Under the terms of the deal, the state legislature is not obligated to appropriate money for the bonds and the governor can reduce appropriations for principal and interest if state revenue cannot pay the expenditures.

North Carolina first issued limited obligation bonds in July 2008 with a $200 million sale. The state will continue to use limited obligation debt in future sales instead of certificates of participation and other lease-backed securities, Standard & Poor's said.

Banc of America Securities LLC will serve as lead underwriter with BB&T Capital Markets, RBC Capital Markets, Loop Capital Markets LLC, and Wachovia Securities as co-underwriters.

Robinson, Bradshaw & Hinson PA will serve as bond counsel and First Southwest Co. will serve as financial adviser.

Market conditions have made negotiation the most cost effective way to sell the bonds, said Franco, as retail demand has been strong in recent months, especially for high-grade issuers.

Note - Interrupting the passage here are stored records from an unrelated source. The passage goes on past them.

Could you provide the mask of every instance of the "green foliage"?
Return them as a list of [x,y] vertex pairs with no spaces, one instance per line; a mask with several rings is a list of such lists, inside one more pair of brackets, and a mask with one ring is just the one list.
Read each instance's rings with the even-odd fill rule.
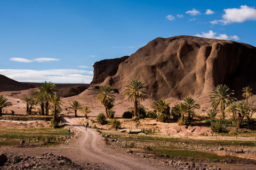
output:
[[96,117],[96,120],[97,120],[98,123],[101,125],[106,124],[107,123],[106,117],[104,113],[100,113],[98,116]]
[[145,108],[143,106],[139,106],[137,107],[137,116],[140,118],[144,118],[147,114]]
[[119,120],[116,118],[113,118],[109,121],[109,124],[111,125],[112,128],[115,128],[116,126],[117,127],[117,129],[121,128],[121,122]]
[[131,111],[126,111],[123,114],[122,117],[125,118],[132,118],[133,113]]
[[210,118],[214,118],[217,115],[217,112],[214,109],[211,110],[207,112],[207,115],[209,116]]
[[144,101],[148,98],[148,95],[145,91],[142,91],[142,89],[146,88],[147,86],[144,82],[136,79],[131,79],[128,84],[125,86],[126,89],[124,93],[124,96],[128,96],[129,98],[134,101],[134,116],[137,116],[138,102]]
[[157,114],[155,112],[149,110],[147,112],[146,117],[148,118],[156,118],[157,117]]
[[115,113],[116,113],[116,111],[115,111],[113,109],[110,109],[108,110],[108,117],[110,118],[113,118],[115,117]]
[[218,123],[212,123],[211,129],[215,133],[228,133],[229,131]]
[[236,100],[231,96],[234,94],[234,90],[230,90],[227,85],[220,84],[218,85],[214,91],[209,95],[212,108],[216,110],[220,106],[222,119],[225,118],[225,108],[230,103]]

In a negotiated deal a syndicate of underwriters is used to establish a price for the bonds and then distributes them to buyers. In a competitive transaction investment banks bid for the offering with the winning bidder becoming the owner of the bonds.

Underwriters can usually sell bonds to retail buyers at a higher price than they could to institutional buyers - a benefit that can be passed on to the issuer in order to help reduce the cost of a negotiated transaction, said a market participant familiar with the deal.

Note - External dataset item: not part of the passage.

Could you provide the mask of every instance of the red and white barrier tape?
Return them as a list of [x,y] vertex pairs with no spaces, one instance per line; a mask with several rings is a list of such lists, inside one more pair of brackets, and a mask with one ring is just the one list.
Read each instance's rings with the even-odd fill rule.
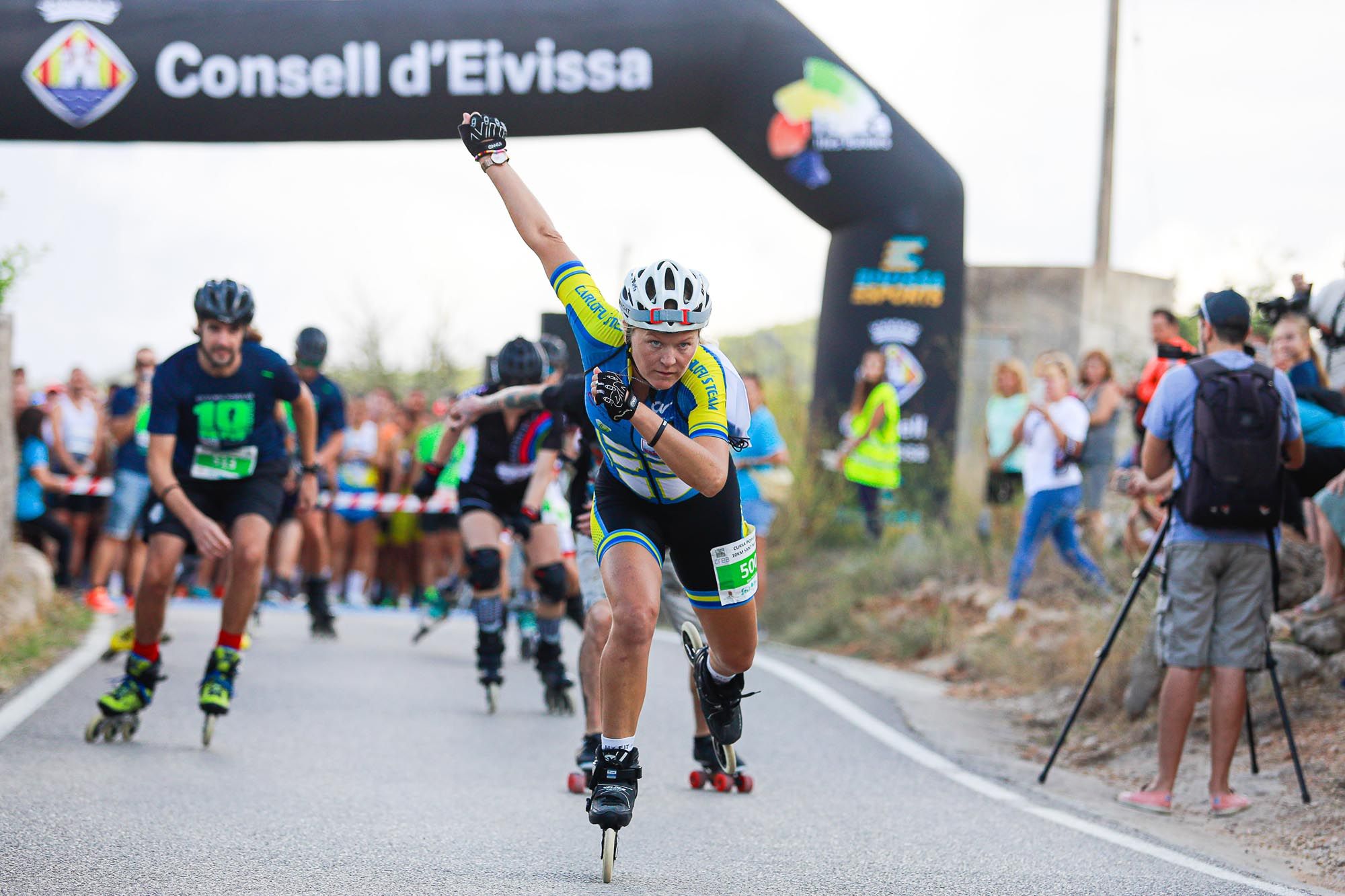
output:
[[[87,495],[108,498],[113,483],[108,476],[70,476],[66,479],[67,495]],[[381,514],[443,514],[457,510],[457,495],[434,495],[421,500],[416,495],[397,495],[379,491],[324,491],[317,495],[317,506],[328,510],[373,510]]]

Even as a triple-A rated state, North Carolina might not have been able to find enough underwriters for a competitive bid in the current market, he said. Facing market volatility and strapped for capital, underwriters have been reluctant to bid on large competitive deals. Underwriters are able to spread risk among the syndicate of firms involved in a negotiated sale.

Underwriters were selected based upon services provided in prior sales, Franco said. The state will issue a request for qualifications to establish a pool of underwriters if limited obligation bonds are sold by negotiation in future deals, she said.

North Carolina's financial conditions have weakened amid the recession. The state faces a $2.2 billion budget shortfall in fiscal 2009 and general fund revenues are $1.2 billion below budget through February - a 9.2% decline from expected levels, according to Standard & Poor's. Gov. Beverly Perdue's biennial budget estimates a $3.4 billion shortfall for fiscal 2010, which starts July 1.

The state has reined in spending and is relying on federal aid to offset declining revenue. All agency budgets, except education, have been cut 9%. Officials expects to receive $1.7 billion in stimulus funds in fiscal 2010 and $1.2 billion in fiscal 2011. About $1.5 billion of the stimulus aid will fund Medicaid expenses. North Carolina has already hired contractors for some infrastructure projects with federal funds.

Unemployment has become a growing problem. North Carolina's jobless rate jumped to 10.7% in February, the fourth highest rate in the country, according to the U.S. Labor Department.

The state's unemployment rate was 5.2% in February 2008 and jumped the most among states in the 12-month period. The construction, manufacturing, and business sectors have led the unemployment declines, Standard & Poor's said.

In March, North Carolina Treasurer Janet Cowell met with lawmakers to discuss the budget for 2010 and emphasized the need to preserve the state's triple-A rating.

"Typically, no single factor is responsible for a downgrade in the state's bond rating," Cowell said in a statement. "However, a combination of short-term fixes like delaying debt payments, ordering furloughs, and rapidly depleting reserve funds will negatively affect the state's bond rating."